Warum sind solche systemischen Aufstellungen Teil des Kurses? «Sie liefern keine konkreten Antworten, es geht darum, sich einer persönlichen Herausforderung bewusst zu werden», erklärt Stutz. Deshalb ist er auch mit Analysen vorsichtig: Die Teilnehmerinnen und Teilnehmer sollen selbst entdecken, woran sie zukünftig arbeiten und in welche Richtung sie sich entwickeln wollen. Beim Designer etwa sei es faszinierend gewesen zu sehen, wie ihn im entscheidenden Moment das Selbstbewusstsein verliess – so etwas lasse sich trainieren.

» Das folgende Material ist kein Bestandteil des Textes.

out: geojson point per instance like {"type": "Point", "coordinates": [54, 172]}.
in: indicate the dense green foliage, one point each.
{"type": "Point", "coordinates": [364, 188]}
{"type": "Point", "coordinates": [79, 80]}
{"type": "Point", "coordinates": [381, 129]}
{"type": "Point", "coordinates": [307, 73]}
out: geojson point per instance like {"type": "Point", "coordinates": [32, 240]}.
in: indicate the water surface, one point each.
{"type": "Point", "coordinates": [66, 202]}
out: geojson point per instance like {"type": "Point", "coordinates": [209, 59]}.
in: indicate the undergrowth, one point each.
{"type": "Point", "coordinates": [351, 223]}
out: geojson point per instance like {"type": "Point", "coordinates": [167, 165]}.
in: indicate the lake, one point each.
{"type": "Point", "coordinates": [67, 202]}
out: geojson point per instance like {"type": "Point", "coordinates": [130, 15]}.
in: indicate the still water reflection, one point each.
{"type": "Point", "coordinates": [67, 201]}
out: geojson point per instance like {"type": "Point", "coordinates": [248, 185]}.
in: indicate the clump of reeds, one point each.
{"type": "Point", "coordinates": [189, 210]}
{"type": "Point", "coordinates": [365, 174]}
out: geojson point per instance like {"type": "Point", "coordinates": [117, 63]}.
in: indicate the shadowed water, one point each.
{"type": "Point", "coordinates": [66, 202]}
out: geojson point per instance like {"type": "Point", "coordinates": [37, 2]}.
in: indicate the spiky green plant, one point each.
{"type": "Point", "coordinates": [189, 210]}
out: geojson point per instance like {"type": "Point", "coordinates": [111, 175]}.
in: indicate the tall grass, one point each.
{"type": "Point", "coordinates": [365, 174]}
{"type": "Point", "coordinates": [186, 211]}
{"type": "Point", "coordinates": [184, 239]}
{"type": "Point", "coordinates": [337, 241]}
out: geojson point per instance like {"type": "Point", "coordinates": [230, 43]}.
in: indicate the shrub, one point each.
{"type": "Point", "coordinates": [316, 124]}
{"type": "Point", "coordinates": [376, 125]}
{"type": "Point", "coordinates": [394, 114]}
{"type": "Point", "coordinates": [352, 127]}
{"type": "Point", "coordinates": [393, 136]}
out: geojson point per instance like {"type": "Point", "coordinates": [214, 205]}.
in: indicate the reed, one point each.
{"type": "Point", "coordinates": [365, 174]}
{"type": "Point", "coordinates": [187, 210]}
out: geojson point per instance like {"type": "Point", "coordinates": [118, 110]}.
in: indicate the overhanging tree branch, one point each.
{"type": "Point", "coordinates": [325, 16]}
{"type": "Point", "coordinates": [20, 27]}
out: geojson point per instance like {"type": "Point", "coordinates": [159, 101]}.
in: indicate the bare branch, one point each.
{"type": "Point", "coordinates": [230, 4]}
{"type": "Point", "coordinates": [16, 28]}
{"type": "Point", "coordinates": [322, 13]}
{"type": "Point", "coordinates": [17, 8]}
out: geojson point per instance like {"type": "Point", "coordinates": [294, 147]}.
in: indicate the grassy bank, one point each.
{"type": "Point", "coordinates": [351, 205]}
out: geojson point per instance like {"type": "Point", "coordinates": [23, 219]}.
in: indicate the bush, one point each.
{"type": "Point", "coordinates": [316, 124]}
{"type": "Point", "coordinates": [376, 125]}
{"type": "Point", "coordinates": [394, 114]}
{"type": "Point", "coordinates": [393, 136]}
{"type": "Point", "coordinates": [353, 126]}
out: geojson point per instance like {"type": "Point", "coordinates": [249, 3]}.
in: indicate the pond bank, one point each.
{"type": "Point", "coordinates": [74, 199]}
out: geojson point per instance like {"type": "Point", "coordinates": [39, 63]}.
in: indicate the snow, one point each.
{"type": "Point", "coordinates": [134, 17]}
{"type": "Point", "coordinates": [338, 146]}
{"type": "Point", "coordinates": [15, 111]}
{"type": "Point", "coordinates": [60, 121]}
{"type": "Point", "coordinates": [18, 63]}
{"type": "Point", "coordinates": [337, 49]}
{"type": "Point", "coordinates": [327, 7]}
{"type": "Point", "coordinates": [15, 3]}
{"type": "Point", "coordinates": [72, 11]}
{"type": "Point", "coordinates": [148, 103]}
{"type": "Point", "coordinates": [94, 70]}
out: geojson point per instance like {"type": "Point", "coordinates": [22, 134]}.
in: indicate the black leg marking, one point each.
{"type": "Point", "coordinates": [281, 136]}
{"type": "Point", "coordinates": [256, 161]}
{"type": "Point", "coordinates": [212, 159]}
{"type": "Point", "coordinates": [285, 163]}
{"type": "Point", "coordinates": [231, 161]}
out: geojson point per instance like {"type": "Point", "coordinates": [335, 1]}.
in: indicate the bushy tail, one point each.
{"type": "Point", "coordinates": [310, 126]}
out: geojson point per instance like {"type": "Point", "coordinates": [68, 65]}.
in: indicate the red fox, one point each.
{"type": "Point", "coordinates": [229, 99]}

Schimpansin – die Schöpferin: Experimentierfreude und Kreativität sind Ihre Markenzeichen. Sie wollen Ihre Visionen in die Tat umsetzen, und zwar zu jedem persönlichen Preis.

Drei Wochen später

Weil die Teilnehmenden anonym bleiben wollten, befragen wir Designerinnen und Designer früherer Kurse nach ihren Erfahrungen. Servicedesignerin Lena Sunier hat sich Wissen für ihr Projekt ‹Ethiket› geholt: «‹Wer fragt, führt› ist ein Grundsatz, den ich seit dem Kurs mit mir trage und anwende», sagt sie. Besonders geschätzt hat sie Stutz’ anschauliche Didaktik – durch die Rollenspiele etwa. Der Landschaftsarchitekt Roger Jans wiederum hatte die Aufstellung als Methode in einem solchen Kurs nicht erwartet: «Es braucht viel Vertrauen gegenüber den anderen Kursteilnehmern, weil ganz persönliche Schwächen zutage treten.» Er kann sich aber vorstellen, dass einen diese Blösse im Alltag vorwärts bringt. Für seine Arbeit, bei der er zu Beginn über Honorare und bei Projektanpassungen über Mehrleistungen verhandeln muss, sind die vermittelten Tricks nützlich. Auch Milan Rohrer schliesslich, der als Industriedesigner und Fotograf arbeitet, fand den Kurs gelungen. Allerdings fehlten ihm nebst dem Verhandeln von Angesicht zu Angesicht angemessene Online-Strategien: «Der grösste Teil läuft heute via E-Mail, da bringen Spiegelneuronen leider wenig.» Ein Input, der sich für den Dozenten zu bedenken lohnt. 

Wer eine konkrete Handlungsanweisung sucht, ist in Robert Stutz’ Kurs an der falschen Adresse. Empfehlen lässt sich so ein Tag aber allen, die eigene Verhaltensmuster durchbrechen und neu denken möchten.